‘Making products secure’ – the Gemalto way0
There are many companies that claim to secure your digital services, networks, servers and even whatever you have hosted in the cloud. With recent high profile security breaches fresh in our minds, it’s hardly surprising that investment has been flooding into cyber security start-ups, with early-stage funding for the sector rising almost 60 per cent last year according to the Financial Times.
But how can you tell whether a product or service is actually secure though, and what do experts do to ensure this security? This is where client security and personalization services come into effect, and where our security standards are hugely important.
Gemalto invests heavily in research and development processes to ensure our products adhere to the highest security standards. Let’s follow the cycle and journey of such a product and how it’s made secure. The secure element starts its life as a silicon chip built through a wafer fabrication procedure. It’s then loaded with a “Transport Key” prior to leaving the fab. At every point during the entire life cycle of this Secure Element, key management will be under strict control every time the SE is moved from birth, to personalization centers, then to the user’s appliance. At each step, stakeholders will use keys to install software such as an Operating System or applications. Throughout the process, Gemalto never loses sight of the way these secure element keys are handled; there’s no chance of unknown interference. This level of precision, process-wise, would be impossible to achieve for an entire device Operating System where many stakeholders can install their software pieces, leading to a lack of control over the entire lifecycle of the device.
You might be wondering: ‘what’s in a secure element?’ It’s more than a vault; it’s a complete computation platform where users’ credentials, certificates, cryptography algorithms and applications are securely stored, and also executed locally. This notion of local execution is the key for optimal security and goes far beyond secure storage. “What happens in SEs stays in SEs”… Sounds familiar right? There are numerous barriers Gemalto puts up to ensure a secure element is impenetrable; these can be split into hardware and software.

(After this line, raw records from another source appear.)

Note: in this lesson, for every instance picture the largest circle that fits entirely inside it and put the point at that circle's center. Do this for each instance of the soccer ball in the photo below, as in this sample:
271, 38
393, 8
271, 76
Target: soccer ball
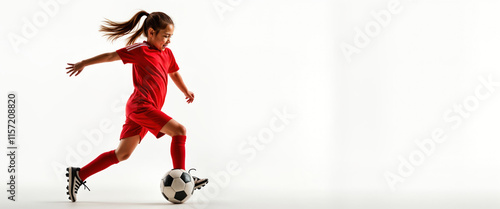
177, 186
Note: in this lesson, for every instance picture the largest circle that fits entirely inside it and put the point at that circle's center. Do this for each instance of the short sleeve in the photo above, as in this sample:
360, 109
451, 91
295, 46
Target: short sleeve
173, 64
130, 53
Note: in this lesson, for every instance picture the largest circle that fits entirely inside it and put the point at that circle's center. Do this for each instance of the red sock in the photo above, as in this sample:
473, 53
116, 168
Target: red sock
100, 163
178, 151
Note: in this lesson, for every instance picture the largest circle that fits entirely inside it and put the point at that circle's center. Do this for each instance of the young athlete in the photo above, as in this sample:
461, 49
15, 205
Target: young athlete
151, 62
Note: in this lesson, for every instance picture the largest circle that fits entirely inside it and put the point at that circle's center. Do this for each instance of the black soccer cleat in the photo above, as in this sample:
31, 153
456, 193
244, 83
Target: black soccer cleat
198, 183
74, 183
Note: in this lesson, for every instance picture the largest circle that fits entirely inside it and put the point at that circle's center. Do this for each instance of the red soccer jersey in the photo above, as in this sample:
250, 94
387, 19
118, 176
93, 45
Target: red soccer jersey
150, 74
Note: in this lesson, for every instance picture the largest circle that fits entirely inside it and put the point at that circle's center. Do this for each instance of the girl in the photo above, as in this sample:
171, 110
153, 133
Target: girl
151, 62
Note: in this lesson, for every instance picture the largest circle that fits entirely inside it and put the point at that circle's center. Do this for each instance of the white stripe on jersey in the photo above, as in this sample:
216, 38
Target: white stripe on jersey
135, 46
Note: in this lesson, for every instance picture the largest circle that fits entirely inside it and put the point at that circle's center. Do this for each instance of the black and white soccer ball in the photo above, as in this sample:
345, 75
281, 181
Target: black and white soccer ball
177, 186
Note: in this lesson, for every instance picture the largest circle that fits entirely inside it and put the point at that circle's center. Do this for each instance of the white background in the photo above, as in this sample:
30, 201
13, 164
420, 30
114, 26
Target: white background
353, 120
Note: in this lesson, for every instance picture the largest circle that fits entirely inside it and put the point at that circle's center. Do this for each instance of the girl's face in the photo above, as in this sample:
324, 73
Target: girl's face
161, 39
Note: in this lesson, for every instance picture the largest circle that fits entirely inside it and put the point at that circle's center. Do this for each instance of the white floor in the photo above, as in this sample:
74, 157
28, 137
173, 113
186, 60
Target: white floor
133, 198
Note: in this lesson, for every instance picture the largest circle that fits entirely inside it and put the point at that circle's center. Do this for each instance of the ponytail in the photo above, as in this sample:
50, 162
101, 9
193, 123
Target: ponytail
114, 30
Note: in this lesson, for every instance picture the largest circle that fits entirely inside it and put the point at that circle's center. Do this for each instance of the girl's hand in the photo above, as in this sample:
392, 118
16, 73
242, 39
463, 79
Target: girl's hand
75, 68
189, 96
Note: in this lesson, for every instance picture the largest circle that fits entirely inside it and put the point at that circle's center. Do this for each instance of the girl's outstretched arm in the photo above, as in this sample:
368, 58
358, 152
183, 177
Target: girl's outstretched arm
78, 67
177, 79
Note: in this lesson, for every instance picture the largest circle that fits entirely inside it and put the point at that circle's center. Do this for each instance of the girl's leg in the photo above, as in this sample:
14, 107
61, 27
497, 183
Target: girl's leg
123, 152
177, 146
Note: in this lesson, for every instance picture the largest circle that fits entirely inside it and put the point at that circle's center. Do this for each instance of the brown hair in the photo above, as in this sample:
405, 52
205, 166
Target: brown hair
155, 20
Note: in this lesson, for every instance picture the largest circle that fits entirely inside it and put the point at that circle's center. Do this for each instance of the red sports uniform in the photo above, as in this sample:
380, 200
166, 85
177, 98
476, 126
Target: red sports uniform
150, 74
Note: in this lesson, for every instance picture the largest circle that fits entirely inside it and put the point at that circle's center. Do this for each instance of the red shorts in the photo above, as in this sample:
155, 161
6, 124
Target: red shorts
143, 119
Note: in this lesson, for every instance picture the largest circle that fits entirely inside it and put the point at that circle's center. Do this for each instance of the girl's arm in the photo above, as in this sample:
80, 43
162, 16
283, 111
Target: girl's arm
78, 67
177, 79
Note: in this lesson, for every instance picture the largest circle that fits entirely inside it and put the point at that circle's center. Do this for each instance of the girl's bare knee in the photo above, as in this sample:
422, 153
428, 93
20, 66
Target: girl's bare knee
181, 130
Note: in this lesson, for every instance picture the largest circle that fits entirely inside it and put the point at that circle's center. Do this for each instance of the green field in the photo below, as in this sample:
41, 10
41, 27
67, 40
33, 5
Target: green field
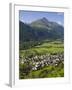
27, 60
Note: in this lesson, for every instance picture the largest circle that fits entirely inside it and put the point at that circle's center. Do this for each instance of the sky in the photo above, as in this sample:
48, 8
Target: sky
30, 16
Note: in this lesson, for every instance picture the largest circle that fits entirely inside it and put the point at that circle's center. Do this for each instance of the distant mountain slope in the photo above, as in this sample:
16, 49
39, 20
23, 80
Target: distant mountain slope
40, 30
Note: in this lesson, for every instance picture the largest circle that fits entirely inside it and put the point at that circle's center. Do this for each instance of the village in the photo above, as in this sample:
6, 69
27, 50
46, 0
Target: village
38, 62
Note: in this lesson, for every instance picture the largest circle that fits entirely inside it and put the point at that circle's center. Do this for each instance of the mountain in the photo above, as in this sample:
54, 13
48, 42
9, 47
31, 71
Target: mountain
40, 29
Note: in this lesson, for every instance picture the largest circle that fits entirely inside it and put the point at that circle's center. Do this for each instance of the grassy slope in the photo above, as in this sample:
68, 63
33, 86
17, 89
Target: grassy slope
50, 48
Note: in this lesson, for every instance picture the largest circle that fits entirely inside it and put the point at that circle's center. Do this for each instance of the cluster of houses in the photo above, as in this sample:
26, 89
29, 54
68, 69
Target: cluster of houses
39, 62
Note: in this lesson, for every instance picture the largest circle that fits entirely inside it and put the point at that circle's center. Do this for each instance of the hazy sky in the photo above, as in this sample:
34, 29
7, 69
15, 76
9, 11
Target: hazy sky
29, 16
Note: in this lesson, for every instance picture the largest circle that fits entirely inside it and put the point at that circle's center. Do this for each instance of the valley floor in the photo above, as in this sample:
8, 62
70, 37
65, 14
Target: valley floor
42, 61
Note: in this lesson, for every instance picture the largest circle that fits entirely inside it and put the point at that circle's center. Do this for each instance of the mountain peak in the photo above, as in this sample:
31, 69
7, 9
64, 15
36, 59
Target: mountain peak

– The normal layout of the chip itself is changed to protect it against being compromised if someone gains physical access
– We also ensure side- channel attacks that home in on electrical current consumption do not provide hackers with insight into the algorithms stored in the SE. We do this by hiding the power signal and electromagnetic emissions from the chip (obviously I can’t reveal to you how we do this).
Software features include:
– Application software obfuscation, making code reverse engineering close to impossible
– Verification techniques for data integrity checks, ensuring that the code embedded on the SEs is exactly as it should be
– Counter-measures against cryptoanalysis, making the elements virtually impossible to ‘hack’ through traditionally cryptographic techniques, including brute force and more sophisticated attacks
We believe it is important to protect both the software and the hardware so we have measures in place to protect our secure elements from technical, physical and mathematical attacks. Cryptography is, in essence, a mathematical problem that is yet to be solved. With a number of different barriers, it’s less likely that all of them will be compromised at the same time. However, security isn’t something that stands still – we have to continually evolve our own security standards, measures and processes to stay ahead of cyber fraudsters and hackers.